Curiosità non necessarie
Nella sua presentazione al Genoa, ha confermato il “desiderio, tra i punti programmatici, di avviare una collaborazione di successo tra il Genoa e alcuni club dell'Europa dell'Est, tra cui il Rapid Bucarest. Vedremo sicuramente giovani calciatori italiani iniziare la loro carriera in questi club, giocando non solo nei campionati nazionali di riferimento, ma anche nelle coppe e competizioni europee. Al contempo alcuni tra i migliori talenti di questi Paesi avranno la possibilità di giocare con la maglia del Genoa, in uno dei campionati più importanti del mondo come quello italiano”.
Dopo aver intrapreso una serie di ingenti investimenti sulle giovanili del Rapid, un giorno ha detto che “i genitori dei ragazzi romeni dovrebbero smettere di fumare sigarette e usare i soldi risparmiati per far praticare sport ai figli”. Al di là di questa singolare dichiarazione, sostiene in ogni occasione possibile la pratica sportiva di massa e l’importanza sociale che riveste. Tutti i suoi figli e le sue figlie (quattro in totale, tra cui l’attuale capitano delle giovanili del Rapid) hanno giocato a calcio, ma di sicuro non è stato necessario alcun sacrificio economico per questo. Il suo divorzio del 2004, invece, è stato un bagno di sangue dal punto di vista finanziario, avendo dovuto sborsare 50 milioni di euro circa perché Camilla, l’ex moglie, rinunciasse alle azioni a lei intestate nelle varie società. Nel 2007 si è nuovamente sposato con Diana Lascarescu, ex presentatrice televisiva, e da allora la guerra mediatica tra lei e Camilla va avanti, ininterrottamente e rumorosamente. Se il gossip vi appassiona, fate un giro sul web e non resterete delusi.

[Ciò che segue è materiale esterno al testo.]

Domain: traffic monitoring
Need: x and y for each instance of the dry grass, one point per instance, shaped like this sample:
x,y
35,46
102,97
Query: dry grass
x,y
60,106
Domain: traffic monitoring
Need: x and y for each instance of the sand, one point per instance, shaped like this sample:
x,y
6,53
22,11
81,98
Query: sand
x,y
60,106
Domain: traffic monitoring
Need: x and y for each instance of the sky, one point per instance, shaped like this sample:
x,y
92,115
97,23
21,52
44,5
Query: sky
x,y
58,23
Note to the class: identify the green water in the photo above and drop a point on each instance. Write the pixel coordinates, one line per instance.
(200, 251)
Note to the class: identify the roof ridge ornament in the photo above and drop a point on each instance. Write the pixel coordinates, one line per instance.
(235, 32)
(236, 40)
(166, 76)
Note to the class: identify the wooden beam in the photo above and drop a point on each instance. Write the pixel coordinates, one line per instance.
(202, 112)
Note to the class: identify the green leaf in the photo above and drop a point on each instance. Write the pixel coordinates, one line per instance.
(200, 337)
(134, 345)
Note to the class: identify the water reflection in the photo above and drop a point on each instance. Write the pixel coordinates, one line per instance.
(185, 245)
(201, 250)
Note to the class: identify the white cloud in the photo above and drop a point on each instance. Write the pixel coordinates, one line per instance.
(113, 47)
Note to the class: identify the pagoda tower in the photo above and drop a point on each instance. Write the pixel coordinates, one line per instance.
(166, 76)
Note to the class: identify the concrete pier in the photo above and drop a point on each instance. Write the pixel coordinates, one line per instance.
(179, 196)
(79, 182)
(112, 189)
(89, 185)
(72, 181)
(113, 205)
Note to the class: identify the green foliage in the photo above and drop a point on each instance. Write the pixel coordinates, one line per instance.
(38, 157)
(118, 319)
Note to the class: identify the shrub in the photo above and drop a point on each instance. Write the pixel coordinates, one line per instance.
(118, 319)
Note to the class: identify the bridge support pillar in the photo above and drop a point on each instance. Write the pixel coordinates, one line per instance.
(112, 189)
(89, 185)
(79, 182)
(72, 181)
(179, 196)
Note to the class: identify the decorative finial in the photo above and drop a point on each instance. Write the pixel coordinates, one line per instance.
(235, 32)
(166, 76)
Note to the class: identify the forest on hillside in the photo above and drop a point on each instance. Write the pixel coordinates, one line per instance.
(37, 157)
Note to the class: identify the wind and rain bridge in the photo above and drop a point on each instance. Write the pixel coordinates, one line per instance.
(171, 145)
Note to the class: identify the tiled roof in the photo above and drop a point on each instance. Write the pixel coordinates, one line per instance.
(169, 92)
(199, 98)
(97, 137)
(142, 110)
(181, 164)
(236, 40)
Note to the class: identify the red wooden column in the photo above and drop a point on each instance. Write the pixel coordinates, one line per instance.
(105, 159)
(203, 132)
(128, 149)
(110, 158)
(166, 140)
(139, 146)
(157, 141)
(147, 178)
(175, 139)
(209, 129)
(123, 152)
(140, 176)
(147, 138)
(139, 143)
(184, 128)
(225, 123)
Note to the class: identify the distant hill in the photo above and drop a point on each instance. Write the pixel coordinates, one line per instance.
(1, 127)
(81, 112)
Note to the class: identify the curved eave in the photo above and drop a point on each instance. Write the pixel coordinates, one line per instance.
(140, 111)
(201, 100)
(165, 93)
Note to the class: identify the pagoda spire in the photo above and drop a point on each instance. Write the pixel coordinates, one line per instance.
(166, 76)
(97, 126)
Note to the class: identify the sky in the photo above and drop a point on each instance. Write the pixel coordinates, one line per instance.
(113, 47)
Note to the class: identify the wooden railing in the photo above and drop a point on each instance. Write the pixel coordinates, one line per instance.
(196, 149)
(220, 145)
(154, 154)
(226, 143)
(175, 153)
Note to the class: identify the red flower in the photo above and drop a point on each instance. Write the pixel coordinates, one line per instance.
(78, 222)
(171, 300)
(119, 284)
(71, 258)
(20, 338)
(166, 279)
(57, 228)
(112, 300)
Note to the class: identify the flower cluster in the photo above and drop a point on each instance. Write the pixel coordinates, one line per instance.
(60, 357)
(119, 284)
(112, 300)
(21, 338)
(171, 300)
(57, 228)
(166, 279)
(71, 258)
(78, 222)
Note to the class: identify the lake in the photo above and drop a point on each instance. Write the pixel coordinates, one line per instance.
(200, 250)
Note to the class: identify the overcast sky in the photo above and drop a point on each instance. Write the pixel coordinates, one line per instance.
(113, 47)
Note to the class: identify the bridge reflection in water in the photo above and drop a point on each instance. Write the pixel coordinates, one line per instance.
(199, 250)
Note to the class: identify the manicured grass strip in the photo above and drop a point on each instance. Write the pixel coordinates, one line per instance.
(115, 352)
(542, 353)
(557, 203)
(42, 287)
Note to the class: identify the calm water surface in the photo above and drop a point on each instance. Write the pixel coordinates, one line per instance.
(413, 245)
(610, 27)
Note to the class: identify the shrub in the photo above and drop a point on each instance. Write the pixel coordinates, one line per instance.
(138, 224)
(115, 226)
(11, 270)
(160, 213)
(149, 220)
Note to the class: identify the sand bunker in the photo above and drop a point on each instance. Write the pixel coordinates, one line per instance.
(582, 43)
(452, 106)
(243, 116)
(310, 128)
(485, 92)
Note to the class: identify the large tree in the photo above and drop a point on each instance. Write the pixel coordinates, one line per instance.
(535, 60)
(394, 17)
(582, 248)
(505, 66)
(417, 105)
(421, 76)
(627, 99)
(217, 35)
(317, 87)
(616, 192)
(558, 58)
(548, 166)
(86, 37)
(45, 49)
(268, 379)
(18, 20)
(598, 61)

Nel suo garage ci sono automobili e moto d’epoca, che secondo i media romeni sono appartenute a personaggi come Al Capone ed Elton John. E ancora: i nostri lettori a Bucarest - sappiamo che ci siete! - potrebbero averlo visto in tv in un episodio di “Imperiul Leilor” (la versione rumena di “Shark Tank”, un programma in cui imprenditori emergenti presentano le loro idee di business a un gruppo di businessman di successo - i “leoni”, tra cui Dan - per ottenere finanziamenti). In Italia invece - e stamattina anche in Romania - si è parlato della sua somiglianza con Gerry Scotti.
A Șucu piace pescare: «se c’è un posto che mi incanta è il Delta del Danubio, ho iniziato ad andarci nel 2000. È l’unico posto al mondo in cui la disconnessione telefonica è completa, e nel tempo ho capito che stare offline può salvarti la vita. La pesca, poi, insegna la pazienza, una qualità necessaria negli affari».